We all love animals. They’re loyal, sweet, cute, and even funny. But when we reach retirement, pets have an added bonus: they’re great for our well-being. From physical to emotional health, animals make our lives fuller. That said, pets are a lot of responsibility, so make sure you have the time and physical energy to handle a new addition. Still, most find having a pet is an absolute joy rather than a burden. Read below to learn about the 5 ways pets can add love to your retired life.
Give you Some Company
This is probably the most obvious, but it’s an important one. For those who live alone, or are grieving a loss, pets provide a happy comfort every day. Seniors who are less mobile find visiting friends and family an arduous task. A pet can fill in those social gaps. Even better, animals have an unbelievable ability to sense loneliness and depression, and they act on it by showering you with love and affection.
They’re Good for Your Health
Seniors with pets have shown significant health benefits over their pet-free friends. The act of petting is believed to actually lower blood pressure, cholesterol, as well as control heart rate and stress.
Taking Fido for a walk is as good for you as it is for him. Exercising your dog forces you to exercise, too, which is great for your heart and your waistline. Even playing with a cat indoors gets you off the couch and moving around. Repeatedly filling the water bowl and feeding animals keeps your joints loose since you squat and bend throughout the day.
They Make You Feel Good
Aside from a great anti-depressor, animals are very concerned with the given moment. That means that you, dear owner, are also concerned with the moment as well. This takes some of the pressure off anything ailing you, be it physical or emotional. Being happy in the present has a positive effect on your mood.
Pets need their owners. They need them for food, exercise, and love. Pet owners find a greater sense of life purpose because they’re responsible for a living being. The daily routine an animal requires, in turn, establishes one for the owner, which instills an even greater sense of purpose.
You’ll Feel Safe
When you live alone, sometimes it can be a little creepy. A creak in the living room can be terrifying to an active mind. When you have a dog, you have a living security system roommate. Dogs have heightened senses, so they hear and smell much better than you can, and they’re quick to react. Knowing man’s best friend has your back is reassuring.

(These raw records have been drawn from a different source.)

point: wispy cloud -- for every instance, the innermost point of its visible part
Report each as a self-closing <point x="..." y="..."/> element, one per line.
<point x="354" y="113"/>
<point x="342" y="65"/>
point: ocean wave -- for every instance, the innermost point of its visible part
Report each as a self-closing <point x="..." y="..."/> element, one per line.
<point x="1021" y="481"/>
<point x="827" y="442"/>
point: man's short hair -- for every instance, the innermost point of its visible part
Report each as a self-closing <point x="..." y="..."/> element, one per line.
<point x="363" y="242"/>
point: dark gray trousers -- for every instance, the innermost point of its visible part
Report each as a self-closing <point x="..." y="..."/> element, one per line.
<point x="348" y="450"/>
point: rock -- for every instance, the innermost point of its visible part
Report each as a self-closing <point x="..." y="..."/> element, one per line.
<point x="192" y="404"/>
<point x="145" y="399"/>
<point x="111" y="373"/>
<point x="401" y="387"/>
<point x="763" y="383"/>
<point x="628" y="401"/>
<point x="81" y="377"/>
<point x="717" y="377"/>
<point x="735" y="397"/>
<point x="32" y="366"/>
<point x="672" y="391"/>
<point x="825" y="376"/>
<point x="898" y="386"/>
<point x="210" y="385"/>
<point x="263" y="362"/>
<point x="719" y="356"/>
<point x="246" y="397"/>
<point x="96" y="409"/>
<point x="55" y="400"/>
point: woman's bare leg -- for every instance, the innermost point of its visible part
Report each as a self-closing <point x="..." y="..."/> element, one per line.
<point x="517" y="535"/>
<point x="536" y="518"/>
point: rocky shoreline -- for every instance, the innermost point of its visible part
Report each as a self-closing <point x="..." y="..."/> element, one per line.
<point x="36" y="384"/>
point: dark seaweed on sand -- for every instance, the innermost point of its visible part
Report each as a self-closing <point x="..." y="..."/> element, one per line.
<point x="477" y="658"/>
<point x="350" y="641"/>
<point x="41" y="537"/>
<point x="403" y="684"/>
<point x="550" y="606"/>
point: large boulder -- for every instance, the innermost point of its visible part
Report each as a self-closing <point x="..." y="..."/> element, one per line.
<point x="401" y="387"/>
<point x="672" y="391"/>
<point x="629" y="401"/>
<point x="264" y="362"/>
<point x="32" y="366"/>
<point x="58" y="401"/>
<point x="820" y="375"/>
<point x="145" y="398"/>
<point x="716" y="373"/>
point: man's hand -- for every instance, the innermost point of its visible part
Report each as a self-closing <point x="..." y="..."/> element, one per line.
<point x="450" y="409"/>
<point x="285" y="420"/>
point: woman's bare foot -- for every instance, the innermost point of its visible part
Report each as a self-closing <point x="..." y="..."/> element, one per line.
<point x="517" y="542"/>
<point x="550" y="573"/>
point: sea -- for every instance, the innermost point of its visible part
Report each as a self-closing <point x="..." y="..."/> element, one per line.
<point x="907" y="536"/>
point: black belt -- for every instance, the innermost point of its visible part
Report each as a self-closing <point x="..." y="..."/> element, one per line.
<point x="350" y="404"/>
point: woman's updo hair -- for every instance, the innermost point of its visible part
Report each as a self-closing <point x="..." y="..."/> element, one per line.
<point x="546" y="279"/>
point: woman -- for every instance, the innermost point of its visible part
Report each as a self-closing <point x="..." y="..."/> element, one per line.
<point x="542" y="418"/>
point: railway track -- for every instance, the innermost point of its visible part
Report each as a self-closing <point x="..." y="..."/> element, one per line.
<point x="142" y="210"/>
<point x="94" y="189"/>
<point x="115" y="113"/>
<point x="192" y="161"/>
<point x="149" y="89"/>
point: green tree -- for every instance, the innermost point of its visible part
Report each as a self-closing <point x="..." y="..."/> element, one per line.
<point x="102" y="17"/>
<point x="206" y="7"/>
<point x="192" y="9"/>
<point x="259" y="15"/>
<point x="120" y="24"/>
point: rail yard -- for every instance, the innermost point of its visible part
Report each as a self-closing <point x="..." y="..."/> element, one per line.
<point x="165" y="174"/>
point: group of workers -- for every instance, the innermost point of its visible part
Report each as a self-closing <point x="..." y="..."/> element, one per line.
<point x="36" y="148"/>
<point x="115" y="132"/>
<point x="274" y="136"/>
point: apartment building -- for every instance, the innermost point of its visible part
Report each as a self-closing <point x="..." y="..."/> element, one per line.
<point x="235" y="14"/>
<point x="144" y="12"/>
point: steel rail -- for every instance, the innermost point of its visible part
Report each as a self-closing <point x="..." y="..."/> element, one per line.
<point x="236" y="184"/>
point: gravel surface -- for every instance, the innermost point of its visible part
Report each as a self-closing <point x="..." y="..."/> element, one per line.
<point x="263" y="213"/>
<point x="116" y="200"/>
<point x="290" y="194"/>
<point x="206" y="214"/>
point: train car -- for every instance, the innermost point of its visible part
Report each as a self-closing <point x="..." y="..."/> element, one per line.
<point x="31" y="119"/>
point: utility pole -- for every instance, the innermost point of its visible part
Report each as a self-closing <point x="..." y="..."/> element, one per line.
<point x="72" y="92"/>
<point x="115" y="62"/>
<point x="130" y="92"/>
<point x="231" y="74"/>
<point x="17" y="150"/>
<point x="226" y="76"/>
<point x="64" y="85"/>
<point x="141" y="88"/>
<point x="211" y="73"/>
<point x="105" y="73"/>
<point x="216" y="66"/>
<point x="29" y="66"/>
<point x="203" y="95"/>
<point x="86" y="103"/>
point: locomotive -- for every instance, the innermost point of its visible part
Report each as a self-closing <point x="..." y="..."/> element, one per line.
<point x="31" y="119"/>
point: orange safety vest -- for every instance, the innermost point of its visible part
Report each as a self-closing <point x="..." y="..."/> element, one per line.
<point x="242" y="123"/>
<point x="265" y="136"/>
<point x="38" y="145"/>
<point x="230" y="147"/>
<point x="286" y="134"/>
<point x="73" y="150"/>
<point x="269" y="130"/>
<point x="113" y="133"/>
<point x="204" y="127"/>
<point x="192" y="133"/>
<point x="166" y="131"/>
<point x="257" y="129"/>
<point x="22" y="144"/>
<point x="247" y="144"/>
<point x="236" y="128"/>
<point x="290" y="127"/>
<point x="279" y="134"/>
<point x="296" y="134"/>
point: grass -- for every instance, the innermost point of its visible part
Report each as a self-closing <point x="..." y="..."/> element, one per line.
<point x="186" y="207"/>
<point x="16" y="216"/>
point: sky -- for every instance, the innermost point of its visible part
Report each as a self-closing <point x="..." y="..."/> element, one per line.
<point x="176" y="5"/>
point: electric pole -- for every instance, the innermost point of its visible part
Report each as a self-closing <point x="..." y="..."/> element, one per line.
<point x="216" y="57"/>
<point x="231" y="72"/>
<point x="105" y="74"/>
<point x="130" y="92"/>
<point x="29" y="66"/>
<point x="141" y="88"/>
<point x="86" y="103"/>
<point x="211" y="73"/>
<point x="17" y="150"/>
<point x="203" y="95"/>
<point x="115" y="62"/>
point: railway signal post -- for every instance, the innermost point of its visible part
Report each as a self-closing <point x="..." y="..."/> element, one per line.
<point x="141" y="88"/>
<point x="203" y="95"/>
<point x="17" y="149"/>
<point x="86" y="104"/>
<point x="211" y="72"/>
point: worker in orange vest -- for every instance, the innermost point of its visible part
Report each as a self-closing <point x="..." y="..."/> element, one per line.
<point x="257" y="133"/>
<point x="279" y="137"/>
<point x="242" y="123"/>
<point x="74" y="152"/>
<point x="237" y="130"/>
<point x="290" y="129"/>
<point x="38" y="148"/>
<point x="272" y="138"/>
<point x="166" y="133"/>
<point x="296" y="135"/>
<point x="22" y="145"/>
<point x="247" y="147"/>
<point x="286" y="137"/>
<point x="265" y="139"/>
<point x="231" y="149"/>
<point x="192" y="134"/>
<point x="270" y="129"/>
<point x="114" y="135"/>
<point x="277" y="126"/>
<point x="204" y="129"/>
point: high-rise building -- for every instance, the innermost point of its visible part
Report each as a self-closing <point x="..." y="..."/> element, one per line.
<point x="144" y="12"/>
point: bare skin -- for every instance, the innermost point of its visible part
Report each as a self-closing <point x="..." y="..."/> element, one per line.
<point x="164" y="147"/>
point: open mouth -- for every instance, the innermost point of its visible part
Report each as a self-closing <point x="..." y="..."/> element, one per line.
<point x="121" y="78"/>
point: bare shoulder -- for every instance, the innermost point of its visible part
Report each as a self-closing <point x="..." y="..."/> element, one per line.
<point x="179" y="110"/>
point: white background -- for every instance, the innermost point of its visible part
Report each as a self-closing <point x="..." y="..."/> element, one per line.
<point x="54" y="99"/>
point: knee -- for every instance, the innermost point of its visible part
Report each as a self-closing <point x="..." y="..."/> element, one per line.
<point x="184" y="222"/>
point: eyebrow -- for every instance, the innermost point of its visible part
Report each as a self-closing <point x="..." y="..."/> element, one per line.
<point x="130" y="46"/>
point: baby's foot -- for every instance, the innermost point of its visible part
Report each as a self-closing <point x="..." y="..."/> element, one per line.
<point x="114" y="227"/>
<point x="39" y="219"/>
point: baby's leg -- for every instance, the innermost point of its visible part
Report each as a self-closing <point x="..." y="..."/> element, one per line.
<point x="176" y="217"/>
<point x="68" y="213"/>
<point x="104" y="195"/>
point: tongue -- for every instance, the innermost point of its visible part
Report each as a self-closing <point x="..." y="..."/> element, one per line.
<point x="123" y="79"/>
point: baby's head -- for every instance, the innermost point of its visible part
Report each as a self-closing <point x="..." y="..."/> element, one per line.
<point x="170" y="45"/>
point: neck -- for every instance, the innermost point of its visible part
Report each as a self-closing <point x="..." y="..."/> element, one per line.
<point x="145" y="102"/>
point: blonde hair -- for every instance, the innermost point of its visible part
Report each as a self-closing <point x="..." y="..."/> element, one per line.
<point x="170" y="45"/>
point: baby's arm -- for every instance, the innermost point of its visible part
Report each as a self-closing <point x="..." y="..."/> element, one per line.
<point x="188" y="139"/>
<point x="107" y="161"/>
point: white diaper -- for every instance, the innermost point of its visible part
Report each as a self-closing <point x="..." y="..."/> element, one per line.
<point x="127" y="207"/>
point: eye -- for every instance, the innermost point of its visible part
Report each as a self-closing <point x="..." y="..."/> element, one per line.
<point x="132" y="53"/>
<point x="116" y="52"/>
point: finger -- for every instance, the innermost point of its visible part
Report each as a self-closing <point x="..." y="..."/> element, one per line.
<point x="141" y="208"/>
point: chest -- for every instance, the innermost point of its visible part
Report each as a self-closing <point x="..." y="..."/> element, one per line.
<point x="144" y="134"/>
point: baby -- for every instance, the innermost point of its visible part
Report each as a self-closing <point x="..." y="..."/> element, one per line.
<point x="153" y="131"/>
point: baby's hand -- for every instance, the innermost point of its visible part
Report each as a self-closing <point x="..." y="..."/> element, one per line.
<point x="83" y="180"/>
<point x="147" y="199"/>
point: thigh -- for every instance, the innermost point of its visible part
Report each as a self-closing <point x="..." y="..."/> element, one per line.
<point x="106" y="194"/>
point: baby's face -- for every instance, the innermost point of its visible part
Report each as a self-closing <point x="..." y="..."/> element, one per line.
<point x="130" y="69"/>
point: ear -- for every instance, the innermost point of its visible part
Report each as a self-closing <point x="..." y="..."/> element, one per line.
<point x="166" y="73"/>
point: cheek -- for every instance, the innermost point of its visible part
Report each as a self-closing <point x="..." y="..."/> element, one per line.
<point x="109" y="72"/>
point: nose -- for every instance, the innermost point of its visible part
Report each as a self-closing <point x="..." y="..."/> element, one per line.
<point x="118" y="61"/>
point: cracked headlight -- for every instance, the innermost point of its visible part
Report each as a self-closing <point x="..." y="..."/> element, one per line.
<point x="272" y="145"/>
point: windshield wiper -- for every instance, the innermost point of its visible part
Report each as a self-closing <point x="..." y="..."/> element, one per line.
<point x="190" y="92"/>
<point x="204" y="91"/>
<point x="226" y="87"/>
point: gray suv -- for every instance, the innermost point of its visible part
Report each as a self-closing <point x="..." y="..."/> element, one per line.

The Right Pet is Life Changing
Some people have great mobility and they want a big dog who they can take for a light jog, while others have a hard time getting around, and have a cat curled up in their lap makes for an ideal buddy. What can you handle? Your physical abilities may prevent you from having a rambunctious puppy, but you could get a sweet middle-aged rescue. Fish are fun to watch, and birds can be quite entertaining, especially if they can talk.
Many assisted living homes allow pets, but under certain criteria, so it’s worth it to first look at the guidelines, even if you aren’t living there yet. Some facilities even have companion pets that visit, to give residents a little love. So if you’re worried about the responsibility of caring for a pet, try to make your next move into a living arrangement with companion pets, or else see if you can visit with animals in your community. Shelter dogs and cats are in need of homes, if you can’t adopt one, many shelters will let you care for them on a regular volunteer basis, as well.